An increase in the use of hydrogen with carbon capture would help reduce emissions in the area’s industrial sector and stimulate the local economy through the conversion of the natural gas network, while helping reduce emissions from domestic heating and transport.

The feasibility study estimated that carbon capture facilities could initially capture approximately 2 million tonnes of CO2 per year, including from initial hydrogen production of around 4.3 TWh of hydrogen per year. This could also attract significant investment in the community, support existing employment and stimulate the creation of local jobs. It stated that if technical and business feasibility is confirmed, and with the right government support, hydrogen production could commence as early as 2030.

Joe Blommaert, president of ExxonMobil Low Carbon Solutions, said: “Hydrogen has the potential to help provide customers with access to affordable, reliable energy while minimising emissions. We are pleased to be part of this collaboration that includes a technical study to assess the potential for the Fawley facility to play a key role in both hydrogen production and carbon capture and storage solutions. With well-designed policy and regulations, hydrogen can help reduce the emissions of the Southampton industrial area that provides vital products for modern life.”

Angus McIntosh, director of energy futures at SGN, said: “Hydrogen will be key in our journey to net zero, providing a reliable, affordable and practical supply of clean energy to multiple sectors whilst ensuring security of supply. The creation of hydrogen hubs in and around industry is a great way of achieving scaled hydrogen demand and creating hydrogen economies. We are pleased to partner in this project to explore decarbonisation of the Solent area and build on the outputs of the feasibility study. This project can kick start a net zero industrial cluster in Southampton and stimulate net zero gas networks across the South of England.”
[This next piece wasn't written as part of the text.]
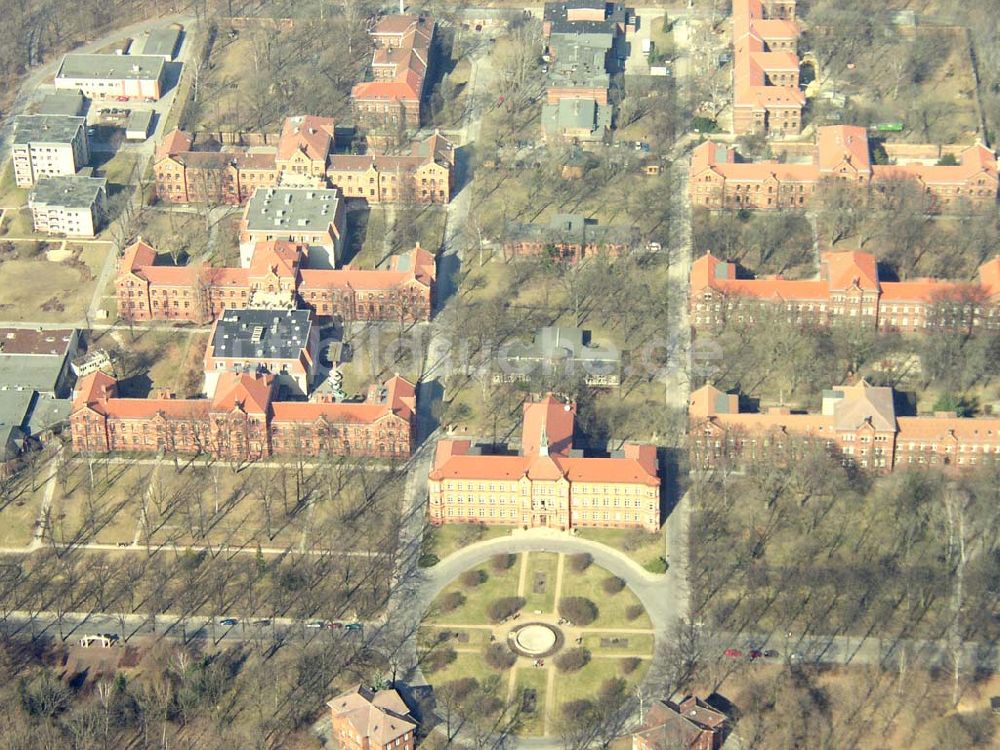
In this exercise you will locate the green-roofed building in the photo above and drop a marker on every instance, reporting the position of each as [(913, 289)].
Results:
[(111, 76)]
Edward Northam, head of GIG Europe, said: “Hydrogen will play a vital role in decarbonising industrial clusters like Southampton, and so it is extremely positive that our recent exploratory study has concluded that this hydrogen project is both technologically and economically feasible. Getting the project to development will require close partnership with local industry – which is why ExxonMobil, a potential cornerstone producer and user of hydrogen, joining our project is a significant step forward.”